The simple fact is this: there are 22 Arab states in the Middle East. What’s to say that a twenty-third will be any different to the 22 other women hating, gay killing, economic basket cases that are overrun by terror groups?

On the other hand, Israel shares our world view as the only free and democratic nation in the region that also happens to have an abiding respect for women and homosexuality, seeks to stamp out terrorism and is able to stand on its own two feet unlike many of its neighbours.

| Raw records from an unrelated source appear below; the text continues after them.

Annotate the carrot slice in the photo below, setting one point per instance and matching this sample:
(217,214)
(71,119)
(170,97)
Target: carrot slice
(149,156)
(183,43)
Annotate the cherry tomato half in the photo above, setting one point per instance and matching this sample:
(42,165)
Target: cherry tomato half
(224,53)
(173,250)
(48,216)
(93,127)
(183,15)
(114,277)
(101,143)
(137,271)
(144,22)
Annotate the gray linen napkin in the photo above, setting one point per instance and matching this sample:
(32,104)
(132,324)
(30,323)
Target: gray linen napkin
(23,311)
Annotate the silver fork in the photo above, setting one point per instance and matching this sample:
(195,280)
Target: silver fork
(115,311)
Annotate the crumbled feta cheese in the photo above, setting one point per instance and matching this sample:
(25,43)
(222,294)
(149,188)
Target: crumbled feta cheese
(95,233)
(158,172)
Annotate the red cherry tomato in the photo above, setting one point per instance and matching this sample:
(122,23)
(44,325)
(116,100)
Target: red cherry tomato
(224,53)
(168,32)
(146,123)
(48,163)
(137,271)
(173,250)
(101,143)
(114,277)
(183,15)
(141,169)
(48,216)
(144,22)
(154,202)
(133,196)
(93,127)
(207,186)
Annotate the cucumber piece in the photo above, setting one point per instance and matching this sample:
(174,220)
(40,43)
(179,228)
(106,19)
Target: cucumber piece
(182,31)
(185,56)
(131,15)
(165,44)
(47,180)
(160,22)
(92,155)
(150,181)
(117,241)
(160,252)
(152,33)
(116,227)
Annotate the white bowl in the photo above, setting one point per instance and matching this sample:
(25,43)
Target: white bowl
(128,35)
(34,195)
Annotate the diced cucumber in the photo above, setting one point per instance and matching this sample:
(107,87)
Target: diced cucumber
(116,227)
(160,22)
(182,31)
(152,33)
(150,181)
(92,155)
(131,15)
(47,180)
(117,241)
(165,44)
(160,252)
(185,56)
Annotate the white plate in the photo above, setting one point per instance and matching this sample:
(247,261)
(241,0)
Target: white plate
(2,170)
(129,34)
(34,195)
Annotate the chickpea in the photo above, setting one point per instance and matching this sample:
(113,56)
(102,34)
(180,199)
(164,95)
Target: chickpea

I would argue our shared values, bound in the Judaeo Christian ethic, stand us in good stead to be close friends and allies.

For the modern Labor Party to consider at the very same conference motions on empowering women and gay rights while calling for another Arab state to actively oppress them is not just hypocrisy, it’s lunacy.

Support for Israel in current circumstances should be a no-brainer and unquestionable. The fact it’s not is cause for concern and demonstrates how unfit for government the Labor Party has become.

Josh Manuatu is the Federal Vice President and Policy Chairman of the Young Liberal Movement of Australia.